Chances are you’ve already encountered a deep neural network. In 2016, Google Translate transitioned from its old, phrase-based statistical machine translation algorithm to a deep neural network. The result was that its output improved dramatically from churning out often comical non-sequiturs to producing sentences that are closely indistinguishable from a professional human translator.
So does this mean that the received wisdom around how yearlings are selected is outdated, subjective and flawed? Not exactly. “There are so many different ways of being a good horse; I don’t think [selecting horses] will ever completely lose its appeal as an art form,” says Rogers. “But when we get all this data together and we start to look at all these data points, it does push you towards a most predictable horse.” In other words, following the data will not lead you to a diamond in the rough; rather, it’s about playing the percentages. And that’s before all before the horse goes into training.
After that point, the data only gets you so far. “I would say [the use of biomechanical modeling] probably explains somewhere between 30 to 40 percent of outcome,” says Rogers. “It’s very hard to disentangle. The good racehorse trainer has got all the other things working with him: he’s got the good jockeys, the good vet, the good work riders. He’s got all of those things, and their effect on racetrack outcomes is very hard to model and very hard to disaggregate from what we do.”
Nevertheless, it does not look like big data is going away any time soon. “It might be a couple of years away,” says Rogers. “As bloodstock gets more and more expensive and as the cost of raising a horse gets more and more expensive, the use of science is going to rise.” He believes there’s already an analytics arms race happening behind the scenes.

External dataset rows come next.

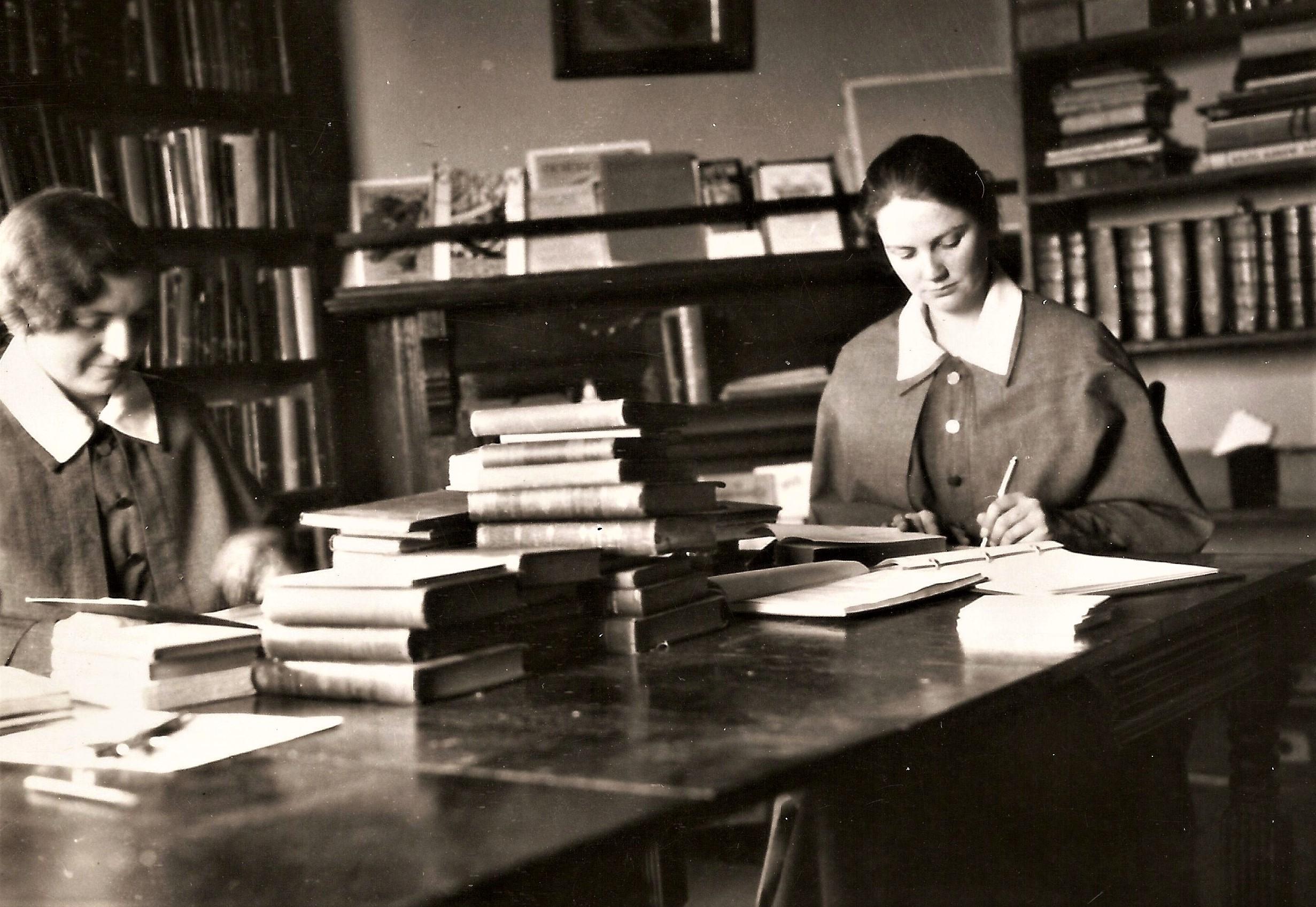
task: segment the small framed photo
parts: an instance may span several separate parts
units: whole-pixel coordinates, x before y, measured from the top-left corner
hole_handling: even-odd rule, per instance
[[[553,0],[559,79],[754,66],[754,0]]]
[[[447,221],[446,200],[438,197],[438,176],[358,179],[351,183],[351,229],[358,233],[411,230]],[[440,211],[443,208],[443,211]],[[358,249],[347,269],[349,283],[446,280],[446,242],[396,249]]]

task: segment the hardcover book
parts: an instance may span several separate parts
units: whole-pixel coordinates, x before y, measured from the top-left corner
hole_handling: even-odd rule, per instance
[[[583,520],[695,513],[717,505],[713,482],[622,482],[617,484],[472,491],[471,519]]]
[[[408,706],[520,679],[524,656],[525,646],[507,644],[412,663],[263,658],[253,677],[255,688],[266,694]]]

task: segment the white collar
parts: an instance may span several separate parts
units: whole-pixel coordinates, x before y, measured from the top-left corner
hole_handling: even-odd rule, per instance
[[[74,405],[32,358],[22,334],[14,336],[9,349],[0,355],[0,403],[59,463],[67,463],[82,450],[97,420],[138,441],[161,442],[155,400],[141,375],[126,373],[93,420]]]
[[[978,313],[978,336],[980,342],[970,354],[962,355],[965,362],[986,369],[998,375],[1009,374],[1009,361],[1015,353],[1015,334],[1019,330],[1019,313],[1024,307],[1024,291],[1001,271],[998,271],[982,312]],[[899,357],[896,359],[896,380],[916,378],[934,367],[946,355],[928,326],[924,304],[917,296],[911,296],[900,309],[898,321]]]

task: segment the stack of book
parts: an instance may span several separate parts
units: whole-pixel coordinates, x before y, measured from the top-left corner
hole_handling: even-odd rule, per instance
[[[50,677],[96,706],[170,710],[255,692],[254,627],[76,613],[55,624]]]
[[[586,548],[628,558],[605,566],[605,588],[594,596],[609,650],[724,625],[721,599],[675,556],[712,552],[745,534],[749,517],[720,505],[717,483],[696,482],[691,463],[669,455],[670,432],[687,415],[676,404],[633,400],[472,412],[471,433],[491,442],[454,455],[449,475],[467,492],[476,548]],[[765,515],[754,519],[761,525]]]
[[[1220,170],[1316,155],[1316,22],[1245,32],[1233,90],[1207,117],[1204,165]]]
[[[1044,163],[1061,190],[1157,179],[1192,159],[1165,134],[1174,86],[1159,72],[1113,67],[1051,87],[1059,140]]]
[[[459,696],[525,673],[482,621],[524,607],[503,565],[415,574],[333,567],[266,587],[261,692],[383,703]]]

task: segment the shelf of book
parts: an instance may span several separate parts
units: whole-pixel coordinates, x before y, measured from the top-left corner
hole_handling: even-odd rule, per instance
[[[1283,25],[1312,16],[1316,16],[1316,3],[1312,0],[1274,3],[1269,7],[1238,13],[1221,13],[1125,32],[1124,34],[1024,50],[1019,54],[1019,62],[1028,66],[1053,65],[1057,67],[1112,59],[1125,63],[1154,62],[1162,59],[1167,50],[1174,53],[1220,50],[1236,43],[1238,37],[1250,29]]]
[[[1124,349],[1130,355],[1161,355],[1166,353],[1196,353],[1207,350],[1262,349],[1262,348],[1316,349],[1316,328],[1298,330],[1258,330],[1254,334],[1213,334],[1205,337],[1167,337],[1163,340],[1126,341]]]
[[[1148,182],[1112,183],[1109,186],[1094,186],[1082,190],[1030,192],[1024,196],[1024,204],[1037,208],[1066,205],[1078,201],[1169,199],[1212,190],[1269,187],[1277,183],[1309,184],[1313,167],[1316,167],[1316,158],[1308,157],[1242,167],[1199,170],[1196,172],[1163,176]]]

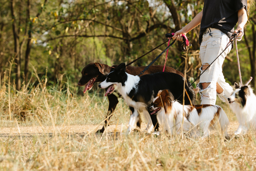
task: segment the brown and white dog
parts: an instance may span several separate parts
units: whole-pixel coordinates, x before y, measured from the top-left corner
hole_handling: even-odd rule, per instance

“For me, it isn’t a case of if it’s valuable; it’s a case of when it will be recognised as being valuable.” That’s Wilson again. “What you see in every sport is a big drive towards using statistical analysis and machine learning to qualify and understand performance. Every other sporting sector tells us that these methods will be adopted, and the ones that adopt them first will gain a performance edge over the rest of the field.”
Comparisons to Deep Blue’s defeat of Garry Kasparov might be premature, but it is clear that the racing industry is fast approaching a tipping point. “I don’t think the machine on its own beats the human judge,” says Wilson. “But I think where you get the real benefit is when you use the information you've been given by machine learning and you combine that with deep human expertise. That’s where the application of these types of things are the most successful in any sport. It’s the combination of human and machine that is power. Humans and machines don’t have to compete with each other.”
So will more trainers be adopting the technology? “There’s lots of different data points that you can use to predict a horse’s potential, and it’s understanding all of the pieces together,” says Kübler. “I’d want a bit more proof of concept. Show me that your system is going to save me loads of time and add loads of value. We’ll see in three or four years’ time how good it was.”
In the meantime, all eyes will be on Lot 379.